Methods of Treatment and Pharmaceutical Compositions Disclosed are methods of treating, inhibiting, and/or preventing cancer in a subject, eg, a canine subject, eg, by inducing an immune response, such as a protective immune response, in the subject. In some embodiments, the methods of the present disclosure are directed to vaccines comprising one or more of the immunogenic peptides disclosed herein, e.g., as isolated peptides and/or nucleic acids encoding the peptides. the step of administering. In some embodiments, the methods of the present disclosure include administering to a subject a vaccine that includes a nucleic acid encoding one or more of the immunogenic peptides disclosed herein.

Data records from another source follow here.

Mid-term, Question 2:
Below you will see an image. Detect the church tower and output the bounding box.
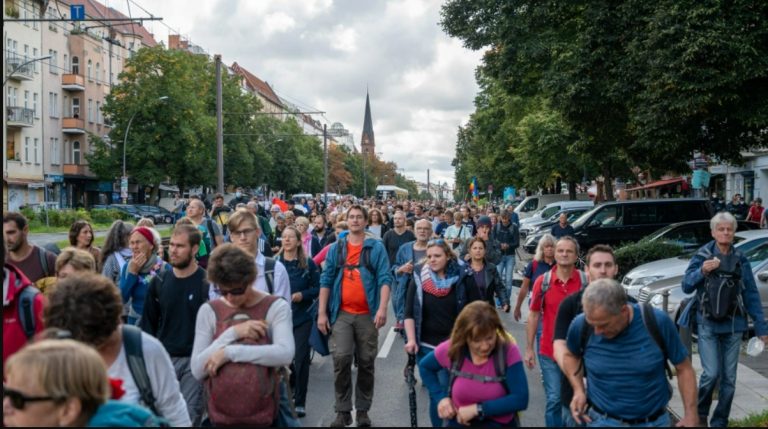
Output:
[360,91,376,158]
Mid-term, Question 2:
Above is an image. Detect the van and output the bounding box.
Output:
[515,194,590,219]
[573,198,713,252]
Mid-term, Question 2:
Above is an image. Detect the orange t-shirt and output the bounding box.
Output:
[341,242,371,314]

In some embodiments, the methods of the present disclosure provide a vaccine comprising one or more of the immunogenic peptides disclosed herein, and a vaccine encoding one or more of the immunogenic peptides disclosed herein. The method includes administering to a subject a vaccine containing a nucleic acid. In some examples, vaccination involves administering a priming vaccine and then, after a period of time, administering a booster vaccine to the subject, such as a peptide vaccine followed by a nucleic acid vaccine. The immune response is "primed" upon administration of the priming vaccine and "boosted" upon administration of the booster vaccine.

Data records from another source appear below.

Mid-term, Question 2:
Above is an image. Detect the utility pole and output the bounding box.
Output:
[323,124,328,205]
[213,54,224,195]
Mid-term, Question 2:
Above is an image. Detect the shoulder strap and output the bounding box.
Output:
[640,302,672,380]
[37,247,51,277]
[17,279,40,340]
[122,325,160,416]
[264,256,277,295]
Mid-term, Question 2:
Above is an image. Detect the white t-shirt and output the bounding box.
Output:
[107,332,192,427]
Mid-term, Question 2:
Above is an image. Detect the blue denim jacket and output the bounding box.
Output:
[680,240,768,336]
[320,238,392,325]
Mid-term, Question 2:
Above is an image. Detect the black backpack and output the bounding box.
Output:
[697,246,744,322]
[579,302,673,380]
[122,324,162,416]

A booster vaccine is administered to a subject after the primary vaccine. Administration of the priming and boosting vaccines can be separated by any suitable time frame. For example, the booster vaccine is administered at least 1 week (e.g., 2 weeks, 3 weeks, 4 weeks, 5 weeks, 6 weeks, 7 weeks, 8 weeks, 9 weeks, 10 weeks) after administration of the first immunogenic compound. , 11 weeks, 12 weeks, 13 weeks, 14 weeks, 15 weeks, 16 weeks, 17 weeks, 18 weeks, 19 weeks, 20 weeks, 24 weeks, 28 weeks, 35 weeks, 40 weeks, 50 weeks, or at least 52 weeks , or the range defined by any two of the foregoing numerical values). In some embodiments, the booster vaccine is administered about 1 week, 2 weeks, 3 weeks, 4 weeks, 5 weeks, 6 weeks, 7 weeks, 8 weeks, 9 weeks after administration of the first immunogenic compound. , 10 weeks, 11 weeks, 12 weeks, 13 weeks, 14 weeks, 15 weeks, 16 weeks, 17 weeks, 18 weeks, 19 weeks, 20 weeks, 24 weeks, 28 weeks, 35 weeks, 40 weeks, 50 weeks, or It can be administered for about 52 weeks, or the range defined by any two of the foregoing numbers. Multiple doses of priming and/or boosting vaccines can be provided in any suitable time frame. The doses of priming and boosting vaccines administered to a mammal depend on many factors, including the severity of side effects, the particular route of administration, and the like.

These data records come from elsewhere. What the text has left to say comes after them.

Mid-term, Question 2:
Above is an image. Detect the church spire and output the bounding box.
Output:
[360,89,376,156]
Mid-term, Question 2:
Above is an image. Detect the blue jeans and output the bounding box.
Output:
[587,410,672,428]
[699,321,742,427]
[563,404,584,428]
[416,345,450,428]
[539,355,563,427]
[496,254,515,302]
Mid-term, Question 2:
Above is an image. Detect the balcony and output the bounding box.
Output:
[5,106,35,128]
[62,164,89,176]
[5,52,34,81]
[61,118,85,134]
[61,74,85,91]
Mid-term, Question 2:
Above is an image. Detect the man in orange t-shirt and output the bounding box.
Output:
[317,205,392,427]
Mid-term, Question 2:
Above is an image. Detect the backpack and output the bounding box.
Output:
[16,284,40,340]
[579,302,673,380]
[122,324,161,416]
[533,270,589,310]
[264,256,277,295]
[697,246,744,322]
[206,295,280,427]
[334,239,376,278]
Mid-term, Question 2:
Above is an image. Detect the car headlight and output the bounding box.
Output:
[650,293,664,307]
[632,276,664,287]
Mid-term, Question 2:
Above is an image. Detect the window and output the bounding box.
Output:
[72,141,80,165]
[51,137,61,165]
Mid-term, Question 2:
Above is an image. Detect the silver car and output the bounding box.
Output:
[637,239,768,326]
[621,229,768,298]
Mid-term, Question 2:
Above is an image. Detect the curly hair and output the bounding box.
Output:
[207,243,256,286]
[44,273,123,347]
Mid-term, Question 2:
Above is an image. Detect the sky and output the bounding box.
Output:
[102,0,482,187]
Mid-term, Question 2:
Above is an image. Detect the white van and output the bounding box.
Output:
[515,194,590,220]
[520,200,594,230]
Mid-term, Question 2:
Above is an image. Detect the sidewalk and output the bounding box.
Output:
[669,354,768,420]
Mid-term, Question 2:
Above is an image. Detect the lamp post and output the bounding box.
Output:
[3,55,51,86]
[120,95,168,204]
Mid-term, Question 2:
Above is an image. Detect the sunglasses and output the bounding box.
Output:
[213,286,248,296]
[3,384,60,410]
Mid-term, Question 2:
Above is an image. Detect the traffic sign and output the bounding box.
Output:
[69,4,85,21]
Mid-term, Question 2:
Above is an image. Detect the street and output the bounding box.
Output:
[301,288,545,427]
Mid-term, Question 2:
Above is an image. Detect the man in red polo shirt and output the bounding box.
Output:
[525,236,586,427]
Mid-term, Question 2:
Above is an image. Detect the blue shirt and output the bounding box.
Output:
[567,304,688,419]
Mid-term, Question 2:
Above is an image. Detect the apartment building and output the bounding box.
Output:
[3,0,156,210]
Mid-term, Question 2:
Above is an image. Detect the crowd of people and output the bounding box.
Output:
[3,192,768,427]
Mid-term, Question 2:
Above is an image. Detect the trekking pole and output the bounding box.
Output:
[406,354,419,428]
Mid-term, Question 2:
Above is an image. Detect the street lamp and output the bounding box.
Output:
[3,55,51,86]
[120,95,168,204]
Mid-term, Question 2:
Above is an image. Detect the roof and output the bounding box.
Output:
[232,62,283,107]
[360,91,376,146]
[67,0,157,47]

The method can include selecting a subject in need of treatment, such as a canine subject at risk for cancer.

In embodiments, a vaccine, such as a single vaccine or a prime and boost vaccine, is typically administered as a pharmaceutically acceptable (e.g., physiologically acceptable) composition, which comprises a carrier. , preferably a pharmaceutical carrier (eg, physiologically acceptable). Vaccines can be administered alone or in combination with at least one additional immunogenic agent or composition. Those skilled in the art will appreciate that the ability to mount an immune response following exposure to an antigen is a function of complex cellular and humoral processes, and that different subjects have different abilities to respond to immune stimuli. Good morning. Accordingly, the compositions disclosed herein are useful for producing antibodies that specifically interact with an immunological stimulus, i.e., for example, producing antibodies that specifically interact with an immunological stimulus, and/or In a subject that is physiologically permissible to respond to an immune stimulus by the generation of a substantially normal immune response, including the production of functional T cells (CD4+ cells and/or CD8+ T cells) that retain the receptor. , can induce an immune response.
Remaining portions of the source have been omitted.